The thinking man’s James Bond.  This Bond has doubts about his aging body, his gut, his life choices — but never, it must be noted, his notion of right and wrong.

The filmmakers are alive to the Bond film traditions, and plays with the formula without going over to camp.  After decades of pursuing evil villains in underground lairs, this time a beleaguered  MI6 literally goes underground.  The writing is better than usual — it’s not actually good, but at least you don’t notice the plot holes until a couple of hours after the movie is over. The supporting cast, which is unusually strong, includes Javier Bardem, Ben Whishaw, a surprisingly vivacious Ralph Fiennes, and Albert Finney (still alive!).

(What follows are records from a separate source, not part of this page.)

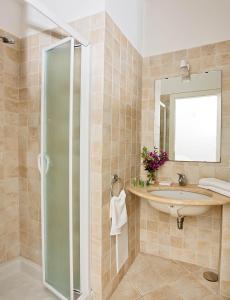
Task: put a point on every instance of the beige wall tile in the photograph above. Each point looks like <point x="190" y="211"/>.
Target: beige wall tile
<point x="199" y="242"/>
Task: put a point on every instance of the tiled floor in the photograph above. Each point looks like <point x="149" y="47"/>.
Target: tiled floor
<point x="21" y="286"/>
<point x="155" y="278"/>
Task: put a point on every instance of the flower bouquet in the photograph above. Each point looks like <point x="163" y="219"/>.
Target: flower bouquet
<point x="152" y="161"/>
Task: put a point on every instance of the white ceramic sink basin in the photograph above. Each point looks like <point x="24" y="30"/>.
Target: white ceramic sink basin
<point x="179" y="210"/>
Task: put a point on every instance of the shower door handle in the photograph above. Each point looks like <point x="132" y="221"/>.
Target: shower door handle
<point x="39" y="163"/>
<point x="46" y="164"/>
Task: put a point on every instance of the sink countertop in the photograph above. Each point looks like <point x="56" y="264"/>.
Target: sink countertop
<point x="144" y="192"/>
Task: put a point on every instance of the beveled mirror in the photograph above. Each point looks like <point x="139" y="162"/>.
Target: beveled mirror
<point x="187" y="121"/>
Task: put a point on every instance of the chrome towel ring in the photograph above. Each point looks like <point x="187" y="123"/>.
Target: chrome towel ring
<point x="116" y="179"/>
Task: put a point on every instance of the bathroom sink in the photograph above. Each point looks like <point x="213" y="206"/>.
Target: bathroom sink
<point x="182" y="195"/>
<point x="179" y="210"/>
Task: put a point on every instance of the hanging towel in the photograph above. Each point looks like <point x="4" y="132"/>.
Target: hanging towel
<point x="118" y="213"/>
<point x="215" y="185"/>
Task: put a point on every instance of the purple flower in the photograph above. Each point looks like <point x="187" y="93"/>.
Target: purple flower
<point x="153" y="160"/>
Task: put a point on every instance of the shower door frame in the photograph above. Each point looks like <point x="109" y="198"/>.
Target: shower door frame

We even get a bit of backstory on Bond’s childhood (although it has more in common with J. K. Rowling than anything Ian Fleming ever wrote). And the references to earlier Bond films that pop up throughout the movie (scorpions!  shaken not stirred!) are as delightful as they are unexpected.

This is not a traditional, wish-fulfillment Bond film. Not everything works out. There seems to have been a conscious decision to ramp down the gadgets (“sometimes the old ways are best”) and the exotic locations (most of the film takes place in the British Isles). But for this long-time fan of the Bond films, the film was deeply satisfying.